2-Many mining executives at the junior mining stocks as well as investors cannot comprehend that the market does not react to positive news releases. One must realize that the market is not efficient. Later, it will be noticed but it will try investors’ patience in the meantime. Some stocks will attract attention, others will not. Think of it this way: All the horses will not leave the corral at the same time. 

3-Today, investors want ongoing and continuing exploration; they do not have much interest in reserves and resources that are waiting for a partner while little else is being done to expand a company’s’ resources.

  4-There is very limited comprehensive brokerage research coverage for the vast majority of junior mining stocks. In most cases, there is no coverage whatsoever. But there is a huge amount of research available in private subscription services as well as in newsletters such as thebullandbear.com and on the internet ….so make use of it. It is very inexpensive and in many cases, it’s free. 

5-Keep looking for companies’ drill results and compare them with other companies in the same regions.
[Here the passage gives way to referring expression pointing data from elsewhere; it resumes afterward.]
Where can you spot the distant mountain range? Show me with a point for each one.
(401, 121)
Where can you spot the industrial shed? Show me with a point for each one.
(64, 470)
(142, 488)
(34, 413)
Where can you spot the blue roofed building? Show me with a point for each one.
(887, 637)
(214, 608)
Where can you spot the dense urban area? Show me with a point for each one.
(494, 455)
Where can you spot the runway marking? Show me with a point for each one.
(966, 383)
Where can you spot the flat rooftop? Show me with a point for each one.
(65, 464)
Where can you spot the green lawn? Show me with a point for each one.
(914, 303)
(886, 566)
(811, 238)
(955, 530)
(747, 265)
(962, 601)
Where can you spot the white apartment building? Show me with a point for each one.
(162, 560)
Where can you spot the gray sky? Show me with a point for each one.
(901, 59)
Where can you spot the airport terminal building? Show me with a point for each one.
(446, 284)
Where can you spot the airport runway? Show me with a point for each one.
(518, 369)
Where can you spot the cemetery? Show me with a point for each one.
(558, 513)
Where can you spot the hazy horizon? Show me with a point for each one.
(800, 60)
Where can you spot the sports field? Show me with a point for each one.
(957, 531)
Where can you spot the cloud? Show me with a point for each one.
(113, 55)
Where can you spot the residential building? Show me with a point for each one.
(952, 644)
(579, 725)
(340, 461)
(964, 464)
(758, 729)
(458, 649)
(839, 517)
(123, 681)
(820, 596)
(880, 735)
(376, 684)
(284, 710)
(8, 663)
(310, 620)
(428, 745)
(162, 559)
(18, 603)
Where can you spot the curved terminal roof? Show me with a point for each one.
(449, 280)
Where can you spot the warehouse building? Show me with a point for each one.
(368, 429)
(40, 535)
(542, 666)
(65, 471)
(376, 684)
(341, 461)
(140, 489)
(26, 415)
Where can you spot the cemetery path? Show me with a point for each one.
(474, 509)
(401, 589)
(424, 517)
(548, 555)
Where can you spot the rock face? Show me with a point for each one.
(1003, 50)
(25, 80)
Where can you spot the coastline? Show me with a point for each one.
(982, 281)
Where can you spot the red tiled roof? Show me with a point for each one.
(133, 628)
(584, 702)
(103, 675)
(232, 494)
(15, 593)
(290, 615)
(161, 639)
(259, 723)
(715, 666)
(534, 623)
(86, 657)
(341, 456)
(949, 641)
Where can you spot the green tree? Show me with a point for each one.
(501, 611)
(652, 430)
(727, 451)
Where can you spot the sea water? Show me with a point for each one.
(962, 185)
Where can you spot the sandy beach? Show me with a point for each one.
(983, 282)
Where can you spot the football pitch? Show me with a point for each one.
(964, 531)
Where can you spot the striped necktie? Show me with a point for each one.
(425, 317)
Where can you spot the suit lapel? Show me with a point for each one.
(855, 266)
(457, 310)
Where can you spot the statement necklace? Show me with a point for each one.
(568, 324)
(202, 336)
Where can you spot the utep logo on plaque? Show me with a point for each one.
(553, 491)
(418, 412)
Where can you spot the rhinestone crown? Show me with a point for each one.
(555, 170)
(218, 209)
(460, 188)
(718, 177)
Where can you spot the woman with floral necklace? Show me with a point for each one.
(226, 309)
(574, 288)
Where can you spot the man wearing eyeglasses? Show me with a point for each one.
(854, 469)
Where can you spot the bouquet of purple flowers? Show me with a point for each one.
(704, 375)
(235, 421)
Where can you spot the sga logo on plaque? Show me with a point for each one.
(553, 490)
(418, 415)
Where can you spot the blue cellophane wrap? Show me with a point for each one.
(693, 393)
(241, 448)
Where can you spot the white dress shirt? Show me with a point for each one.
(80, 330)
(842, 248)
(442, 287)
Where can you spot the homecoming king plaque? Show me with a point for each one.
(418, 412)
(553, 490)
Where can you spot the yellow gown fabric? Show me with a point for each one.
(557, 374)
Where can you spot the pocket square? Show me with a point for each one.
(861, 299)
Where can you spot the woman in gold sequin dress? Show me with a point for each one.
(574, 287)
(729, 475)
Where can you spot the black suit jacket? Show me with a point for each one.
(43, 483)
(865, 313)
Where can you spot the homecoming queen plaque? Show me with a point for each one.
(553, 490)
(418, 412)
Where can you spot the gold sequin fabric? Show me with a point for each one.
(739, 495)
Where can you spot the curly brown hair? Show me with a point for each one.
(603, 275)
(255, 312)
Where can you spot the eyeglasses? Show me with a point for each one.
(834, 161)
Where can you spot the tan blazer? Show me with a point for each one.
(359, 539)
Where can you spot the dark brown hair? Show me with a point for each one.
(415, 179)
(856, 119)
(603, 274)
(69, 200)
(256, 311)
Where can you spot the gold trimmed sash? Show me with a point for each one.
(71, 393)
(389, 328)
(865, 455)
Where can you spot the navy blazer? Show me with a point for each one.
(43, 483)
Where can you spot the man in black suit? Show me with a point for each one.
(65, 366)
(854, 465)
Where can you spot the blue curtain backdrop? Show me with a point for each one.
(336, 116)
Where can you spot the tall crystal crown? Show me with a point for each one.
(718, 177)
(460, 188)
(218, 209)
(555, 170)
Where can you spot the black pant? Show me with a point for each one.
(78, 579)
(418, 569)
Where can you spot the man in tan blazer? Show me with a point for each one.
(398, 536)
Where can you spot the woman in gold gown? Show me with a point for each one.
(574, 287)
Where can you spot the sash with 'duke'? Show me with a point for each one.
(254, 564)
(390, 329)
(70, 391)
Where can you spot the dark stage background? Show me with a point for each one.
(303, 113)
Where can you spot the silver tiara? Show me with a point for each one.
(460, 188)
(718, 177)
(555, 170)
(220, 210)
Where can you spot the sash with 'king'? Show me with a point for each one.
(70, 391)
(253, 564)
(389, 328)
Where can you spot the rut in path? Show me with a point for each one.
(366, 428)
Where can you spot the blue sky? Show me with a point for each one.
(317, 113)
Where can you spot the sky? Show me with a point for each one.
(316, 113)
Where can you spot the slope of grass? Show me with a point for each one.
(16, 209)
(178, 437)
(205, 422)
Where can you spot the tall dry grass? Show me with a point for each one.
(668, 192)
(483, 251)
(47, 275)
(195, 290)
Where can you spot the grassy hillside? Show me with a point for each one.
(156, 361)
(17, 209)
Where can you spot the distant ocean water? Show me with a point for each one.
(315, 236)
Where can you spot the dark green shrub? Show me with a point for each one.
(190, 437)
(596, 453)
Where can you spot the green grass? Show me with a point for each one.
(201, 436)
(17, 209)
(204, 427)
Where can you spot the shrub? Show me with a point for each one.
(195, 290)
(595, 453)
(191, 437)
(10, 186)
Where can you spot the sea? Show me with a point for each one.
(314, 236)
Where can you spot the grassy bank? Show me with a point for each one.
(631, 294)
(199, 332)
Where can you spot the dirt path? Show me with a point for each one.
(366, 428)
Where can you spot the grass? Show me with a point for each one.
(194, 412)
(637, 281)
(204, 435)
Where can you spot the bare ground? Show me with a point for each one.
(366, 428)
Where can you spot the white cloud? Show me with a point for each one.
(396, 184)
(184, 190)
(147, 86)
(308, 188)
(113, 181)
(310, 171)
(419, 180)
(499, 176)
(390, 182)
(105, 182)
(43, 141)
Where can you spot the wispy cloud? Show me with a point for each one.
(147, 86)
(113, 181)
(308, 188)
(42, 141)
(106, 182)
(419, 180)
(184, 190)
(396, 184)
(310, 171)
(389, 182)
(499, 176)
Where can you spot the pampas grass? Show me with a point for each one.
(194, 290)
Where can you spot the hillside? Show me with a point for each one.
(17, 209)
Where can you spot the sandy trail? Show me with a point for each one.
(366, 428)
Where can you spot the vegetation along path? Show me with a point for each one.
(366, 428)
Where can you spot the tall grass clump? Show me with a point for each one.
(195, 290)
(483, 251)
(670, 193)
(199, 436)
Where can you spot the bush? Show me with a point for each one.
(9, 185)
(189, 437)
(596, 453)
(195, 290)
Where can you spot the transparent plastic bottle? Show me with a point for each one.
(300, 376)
If they are not clear or you do not understand them, ask somebody. Plenty of people will be happy to help you. Feel free to telephone a company with any questions.

6-It is not perfect method, but monitor a company’s insiders (officers and directors) buys and sells. Often, this is the only available research on a company. It may seem excessive, but we get emails the very day that a reported insider sell shows up on the internet. Yes, that same day! Large purchases could be a timely buy signal, particularly when a stock is selling near its multi-year price low.

  7-If a stock spikes up in price, it usually is not always a sound buy signal. It is not in a stocks best interest if it leads to excessive valuation. It may indicates that a positive event has occurred, but too often it can cause a stock to “get ahead of itself” which can lead to a harsh move down. If you see a spike, sometimes it is better to wait for a correction down in price before investing on weakness. Bottom line? Don’t chase stocks up! Wait patiently. 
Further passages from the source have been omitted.